A person accused of a criminal offense in California may challenge statements obtained by police by way of an evidentiary hearing to determine if any police witnesses or agents will claim that defendant made any statements or utterances following defendant’s detention and arrest in the above matter. California Evidence Code section 402. If the prosecution intends to offer statements of defendant, defendant seeks a hearing to determine if any of the purported statements were obtained in violation of his Fifth Amendment rights and the express mandate of Miranda v. Arizona.
In Miranda v. Arizona the U.S. Supreme court held that, in the context of “custodial interrogation,” certain procedural safeguards are necessary to protect a defendant’s Fifth and Fourteenth Amendment privilege against compulsory self-incrimination. More specifically, the court held that “the prosecution may not use statements, whether exculpatory or inculpatory, stemming from custodial interrogation of the defendant unless it demonstrates the use of procedural safeguards effective to secure the privilege against self-incrimination.
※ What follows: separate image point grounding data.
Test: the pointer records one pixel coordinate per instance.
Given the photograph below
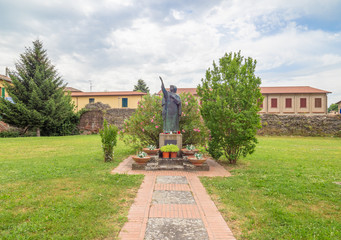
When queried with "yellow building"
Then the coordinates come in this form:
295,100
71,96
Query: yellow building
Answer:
122,99
3,79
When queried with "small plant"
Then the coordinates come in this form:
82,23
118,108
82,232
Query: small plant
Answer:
142,154
109,140
190,147
151,147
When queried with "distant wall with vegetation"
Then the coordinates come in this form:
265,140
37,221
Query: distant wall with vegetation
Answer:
319,125
92,120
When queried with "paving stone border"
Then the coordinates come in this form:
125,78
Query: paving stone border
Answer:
174,205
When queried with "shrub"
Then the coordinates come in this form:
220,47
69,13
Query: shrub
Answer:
109,140
231,99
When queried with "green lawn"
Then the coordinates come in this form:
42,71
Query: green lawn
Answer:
284,190
60,188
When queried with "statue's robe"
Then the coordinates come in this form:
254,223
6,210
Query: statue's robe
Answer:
171,111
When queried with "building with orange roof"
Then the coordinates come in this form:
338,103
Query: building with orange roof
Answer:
117,99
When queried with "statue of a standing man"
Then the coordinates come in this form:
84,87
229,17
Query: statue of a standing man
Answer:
171,108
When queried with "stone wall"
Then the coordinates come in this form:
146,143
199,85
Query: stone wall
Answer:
92,121
319,125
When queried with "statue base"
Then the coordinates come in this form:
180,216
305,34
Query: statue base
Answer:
175,139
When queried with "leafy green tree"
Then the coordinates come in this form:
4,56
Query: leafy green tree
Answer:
141,86
333,107
38,95
109,140
231,98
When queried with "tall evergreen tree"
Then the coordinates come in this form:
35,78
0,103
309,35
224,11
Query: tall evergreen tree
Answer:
38,95
141,86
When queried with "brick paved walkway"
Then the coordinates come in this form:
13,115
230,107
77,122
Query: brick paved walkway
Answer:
146,210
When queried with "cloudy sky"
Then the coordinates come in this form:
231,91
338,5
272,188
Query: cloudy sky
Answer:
113,43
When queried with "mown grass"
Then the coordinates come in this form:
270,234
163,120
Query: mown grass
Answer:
60,188
284,190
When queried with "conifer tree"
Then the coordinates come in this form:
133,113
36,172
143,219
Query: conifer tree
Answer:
141,86
37,92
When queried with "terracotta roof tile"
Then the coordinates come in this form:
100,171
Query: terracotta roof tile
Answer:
266,90
94,94
183,90
293,89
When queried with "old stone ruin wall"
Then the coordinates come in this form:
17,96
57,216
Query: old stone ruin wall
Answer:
92,120
300,125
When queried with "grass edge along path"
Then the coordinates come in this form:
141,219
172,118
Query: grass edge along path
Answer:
60,188
284,190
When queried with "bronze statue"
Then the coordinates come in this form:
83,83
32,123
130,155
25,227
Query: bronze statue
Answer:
171,108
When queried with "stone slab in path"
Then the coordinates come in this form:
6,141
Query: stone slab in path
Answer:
172,197
171,179
175,228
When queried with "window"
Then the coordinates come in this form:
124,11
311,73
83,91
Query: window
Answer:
303,102
274,102
124,102
318,102
288,103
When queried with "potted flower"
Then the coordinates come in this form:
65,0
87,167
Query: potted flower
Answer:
151,150
198,159
165,151
173,149
189,151
141,158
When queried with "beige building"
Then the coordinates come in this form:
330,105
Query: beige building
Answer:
122,99
288,100
294,100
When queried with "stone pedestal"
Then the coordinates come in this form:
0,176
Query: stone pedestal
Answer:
175,139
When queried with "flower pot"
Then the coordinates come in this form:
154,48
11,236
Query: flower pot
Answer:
165,154
189,153
141,161
197,162
151,152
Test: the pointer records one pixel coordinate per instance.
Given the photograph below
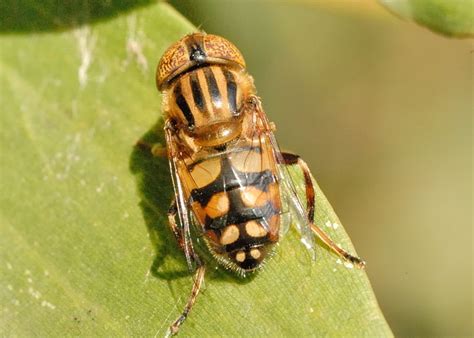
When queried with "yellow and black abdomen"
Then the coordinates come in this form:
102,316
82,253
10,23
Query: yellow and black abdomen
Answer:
236,200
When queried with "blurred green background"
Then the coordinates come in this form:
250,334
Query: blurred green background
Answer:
381,110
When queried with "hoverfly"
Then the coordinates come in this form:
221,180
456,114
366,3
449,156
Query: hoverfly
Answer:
229,175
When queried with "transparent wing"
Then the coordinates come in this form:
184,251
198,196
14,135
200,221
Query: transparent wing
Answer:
182,206
291,201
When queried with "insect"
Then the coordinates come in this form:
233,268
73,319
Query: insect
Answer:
229,175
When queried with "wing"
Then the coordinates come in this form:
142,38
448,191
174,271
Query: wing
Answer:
292,203
181,202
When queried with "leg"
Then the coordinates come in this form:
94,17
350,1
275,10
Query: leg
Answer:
198,279
292,159
198,275
156,149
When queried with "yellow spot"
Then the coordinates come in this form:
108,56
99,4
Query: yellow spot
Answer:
255,253
240,257
218,205
252,197
230,234
255,229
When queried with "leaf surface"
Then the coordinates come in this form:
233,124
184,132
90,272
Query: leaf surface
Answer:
453,18
85,245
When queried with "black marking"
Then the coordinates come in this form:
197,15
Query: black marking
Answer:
230,178
197,92
212,85
196,50
245,242
231,91
183,105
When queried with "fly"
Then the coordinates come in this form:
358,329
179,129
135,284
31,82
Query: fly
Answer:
230,178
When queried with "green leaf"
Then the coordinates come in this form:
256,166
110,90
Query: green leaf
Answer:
449,17
85,245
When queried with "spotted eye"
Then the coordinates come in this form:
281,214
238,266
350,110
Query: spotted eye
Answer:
192,51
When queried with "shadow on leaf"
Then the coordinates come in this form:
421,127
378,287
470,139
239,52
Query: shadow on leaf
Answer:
22,16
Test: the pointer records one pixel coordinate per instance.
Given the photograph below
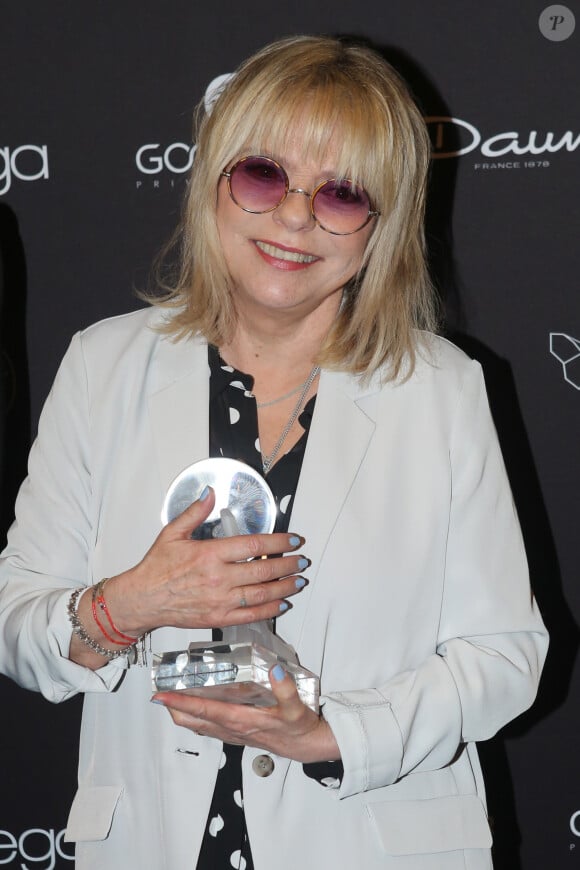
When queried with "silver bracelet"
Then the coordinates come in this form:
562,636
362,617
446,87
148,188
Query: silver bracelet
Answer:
82,633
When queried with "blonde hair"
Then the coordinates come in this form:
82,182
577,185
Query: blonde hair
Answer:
383,145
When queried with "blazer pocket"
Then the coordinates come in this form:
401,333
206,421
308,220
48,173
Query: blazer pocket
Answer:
91,814
442,824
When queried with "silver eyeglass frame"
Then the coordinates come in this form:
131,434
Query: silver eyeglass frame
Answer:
227,173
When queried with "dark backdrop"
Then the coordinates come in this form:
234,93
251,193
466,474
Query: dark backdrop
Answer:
84,87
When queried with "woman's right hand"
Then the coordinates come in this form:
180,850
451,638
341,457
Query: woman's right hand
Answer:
186,583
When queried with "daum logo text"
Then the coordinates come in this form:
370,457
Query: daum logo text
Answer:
452,137
26,163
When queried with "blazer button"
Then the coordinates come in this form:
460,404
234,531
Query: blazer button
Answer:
263,765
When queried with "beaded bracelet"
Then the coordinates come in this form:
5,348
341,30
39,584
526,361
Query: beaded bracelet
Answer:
80,631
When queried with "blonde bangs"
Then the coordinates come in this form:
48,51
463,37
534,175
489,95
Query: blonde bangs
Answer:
337,102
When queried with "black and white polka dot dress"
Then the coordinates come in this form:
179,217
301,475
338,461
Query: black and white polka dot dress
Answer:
233,426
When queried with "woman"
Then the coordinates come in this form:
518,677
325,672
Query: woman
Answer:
303,281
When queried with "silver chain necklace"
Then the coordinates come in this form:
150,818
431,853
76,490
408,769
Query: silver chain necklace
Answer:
268,461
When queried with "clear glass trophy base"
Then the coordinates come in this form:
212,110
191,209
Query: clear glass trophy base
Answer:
234,672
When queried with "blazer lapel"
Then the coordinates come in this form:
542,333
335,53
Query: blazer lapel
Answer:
178,407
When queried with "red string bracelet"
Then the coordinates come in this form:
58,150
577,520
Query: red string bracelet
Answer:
99,599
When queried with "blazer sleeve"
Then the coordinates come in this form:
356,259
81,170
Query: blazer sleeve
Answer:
49,547
491,640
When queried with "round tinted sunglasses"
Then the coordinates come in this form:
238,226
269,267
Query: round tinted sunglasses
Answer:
260,184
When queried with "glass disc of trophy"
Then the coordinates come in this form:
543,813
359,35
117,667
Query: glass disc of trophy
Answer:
235,669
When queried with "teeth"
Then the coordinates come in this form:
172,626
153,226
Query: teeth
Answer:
280,254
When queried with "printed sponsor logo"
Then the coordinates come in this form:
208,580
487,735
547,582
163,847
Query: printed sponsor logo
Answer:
566,349
34,848
454,137
26,163
166,163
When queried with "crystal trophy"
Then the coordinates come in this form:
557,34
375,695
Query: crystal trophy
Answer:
235,669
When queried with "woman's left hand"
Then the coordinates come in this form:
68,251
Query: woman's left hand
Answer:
290,728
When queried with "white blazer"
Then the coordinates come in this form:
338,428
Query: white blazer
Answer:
418,615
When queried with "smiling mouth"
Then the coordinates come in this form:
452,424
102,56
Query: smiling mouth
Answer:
281,254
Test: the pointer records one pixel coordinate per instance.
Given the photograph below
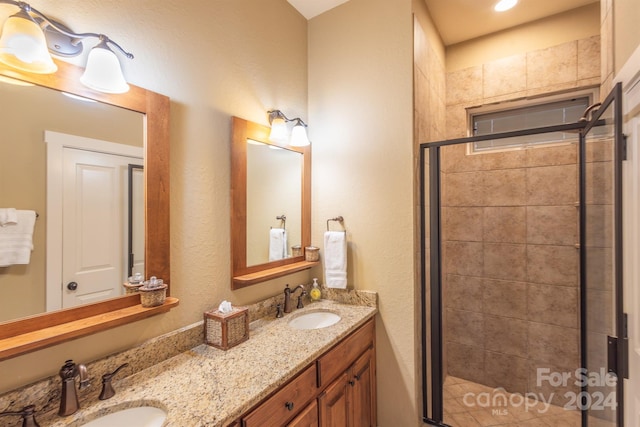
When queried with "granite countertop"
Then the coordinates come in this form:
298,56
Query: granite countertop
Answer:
206,386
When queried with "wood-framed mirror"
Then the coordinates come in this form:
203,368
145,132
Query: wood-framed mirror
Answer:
33,332
260,198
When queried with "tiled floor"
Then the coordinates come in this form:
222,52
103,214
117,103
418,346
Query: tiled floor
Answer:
468,404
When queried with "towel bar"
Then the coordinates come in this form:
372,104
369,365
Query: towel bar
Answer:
283,218
339,219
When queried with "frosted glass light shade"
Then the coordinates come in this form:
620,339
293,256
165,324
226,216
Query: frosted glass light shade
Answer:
278,130
299,136
23,46
103,72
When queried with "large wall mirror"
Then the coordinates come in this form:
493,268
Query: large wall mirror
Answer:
270,205
31,317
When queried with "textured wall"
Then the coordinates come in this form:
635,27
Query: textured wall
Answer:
214,59
360,89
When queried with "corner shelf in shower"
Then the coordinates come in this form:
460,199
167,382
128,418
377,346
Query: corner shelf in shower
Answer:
272,273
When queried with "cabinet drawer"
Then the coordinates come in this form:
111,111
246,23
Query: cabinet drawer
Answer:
287,401
338,359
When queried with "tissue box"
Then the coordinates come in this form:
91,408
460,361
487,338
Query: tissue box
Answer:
225,330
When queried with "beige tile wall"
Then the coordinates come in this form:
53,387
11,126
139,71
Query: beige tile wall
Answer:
510,226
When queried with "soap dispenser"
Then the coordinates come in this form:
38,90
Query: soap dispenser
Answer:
315,293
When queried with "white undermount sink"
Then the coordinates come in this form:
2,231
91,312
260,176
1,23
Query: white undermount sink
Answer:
141,416
314,320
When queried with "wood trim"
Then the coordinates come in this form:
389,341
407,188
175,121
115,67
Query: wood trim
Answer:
241,274
271,273
45,336
40,331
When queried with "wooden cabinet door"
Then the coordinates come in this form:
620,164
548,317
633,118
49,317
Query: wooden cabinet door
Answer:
286,402
333,403
362,396
307,418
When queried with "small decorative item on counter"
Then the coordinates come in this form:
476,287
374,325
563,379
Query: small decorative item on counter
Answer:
133,284
153,293
315,294
296,250
227,326
312,253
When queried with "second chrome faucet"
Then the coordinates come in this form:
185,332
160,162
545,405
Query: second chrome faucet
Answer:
69,398
287,297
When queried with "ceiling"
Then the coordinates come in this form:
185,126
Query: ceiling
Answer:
460,20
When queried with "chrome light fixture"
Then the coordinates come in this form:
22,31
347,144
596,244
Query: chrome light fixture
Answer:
279,131
29,36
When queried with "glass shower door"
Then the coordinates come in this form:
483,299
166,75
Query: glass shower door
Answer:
603,326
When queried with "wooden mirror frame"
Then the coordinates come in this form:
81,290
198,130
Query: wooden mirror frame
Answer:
241,274
44,330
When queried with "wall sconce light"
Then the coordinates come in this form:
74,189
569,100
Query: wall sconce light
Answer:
28,38
279,131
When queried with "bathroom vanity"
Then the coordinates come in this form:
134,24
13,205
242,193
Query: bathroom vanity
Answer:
280,376
337,389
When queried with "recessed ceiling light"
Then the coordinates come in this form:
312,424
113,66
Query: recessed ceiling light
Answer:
503,5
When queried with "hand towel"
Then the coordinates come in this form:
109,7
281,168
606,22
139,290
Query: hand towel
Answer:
8,216
335,259
277,244
16,240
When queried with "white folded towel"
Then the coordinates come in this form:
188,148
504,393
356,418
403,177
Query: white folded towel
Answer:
8,216
335,259
277,244
16,240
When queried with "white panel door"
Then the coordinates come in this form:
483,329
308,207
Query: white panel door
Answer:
94,212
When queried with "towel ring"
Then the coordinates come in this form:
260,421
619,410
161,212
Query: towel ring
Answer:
339,219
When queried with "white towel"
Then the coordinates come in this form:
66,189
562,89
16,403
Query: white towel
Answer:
16,240
8,216
277,244
335,259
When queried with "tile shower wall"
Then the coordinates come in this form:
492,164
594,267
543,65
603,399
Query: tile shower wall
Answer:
510,226
429,103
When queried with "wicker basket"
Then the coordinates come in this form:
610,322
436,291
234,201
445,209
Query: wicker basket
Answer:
225,330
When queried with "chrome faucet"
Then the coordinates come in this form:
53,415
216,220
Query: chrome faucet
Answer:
27,414
69,398
287,298
107,388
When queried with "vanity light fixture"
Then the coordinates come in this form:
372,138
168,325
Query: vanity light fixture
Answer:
279,129
29,37
504,5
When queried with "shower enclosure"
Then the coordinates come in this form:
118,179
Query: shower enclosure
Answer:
522,276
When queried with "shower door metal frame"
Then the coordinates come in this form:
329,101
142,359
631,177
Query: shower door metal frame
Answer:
618,355
432,285
431,282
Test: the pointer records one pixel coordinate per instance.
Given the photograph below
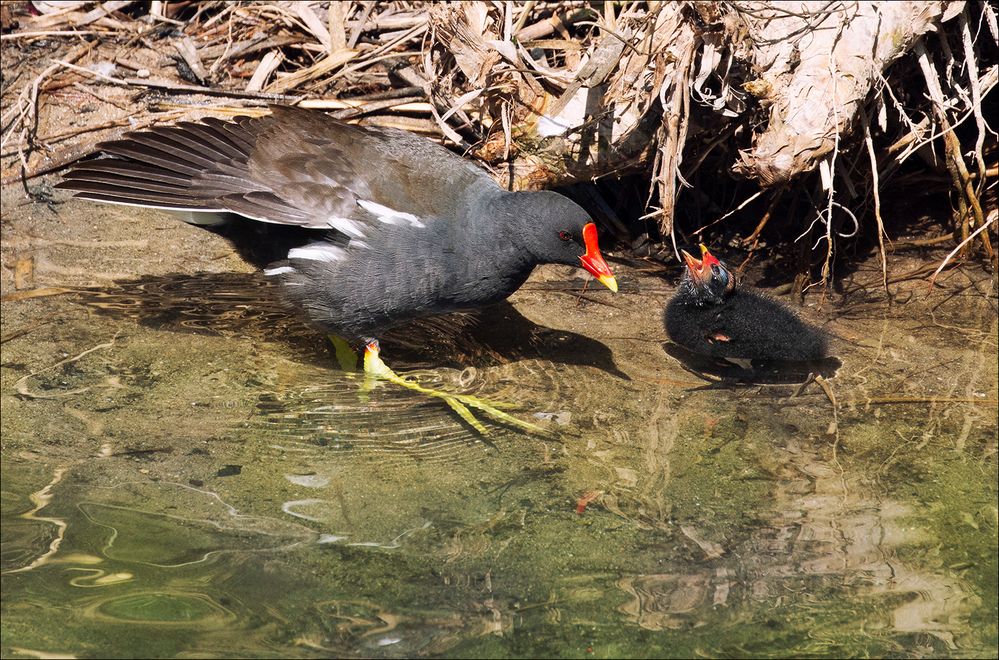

The court defined custodial interrogation as “questioning initiated by law enforcement officers after a person has been taken into custody or otherwise deprived of his freedom of action in any significant way. It is clear that custody in the Miranda sense does not necessitate a formal arrest, nor does it require physical restraint in a police station, nor the application of handcuffs, and may occur in a suspect’s home a public place other than a police station.
The Supreme Court has defined interrogation as police conduct that reflects “a measure of compulsion above and beyond that inherent in custody itself.” Rhode Island v. Innis, supra, 446 U.S. at 300. That court has held that interrogation may be police conduct that is the “functional equivalent” of express questioning, including “any words or actions on the part of the police (other than those normally attendant to arrest and custody) likely to elicit an incriminating response from the suspect. The California Supreme Court has further held that interrogation includes any “process of inquiry that lends itself, even if not so designed, to eliciting damaging statements.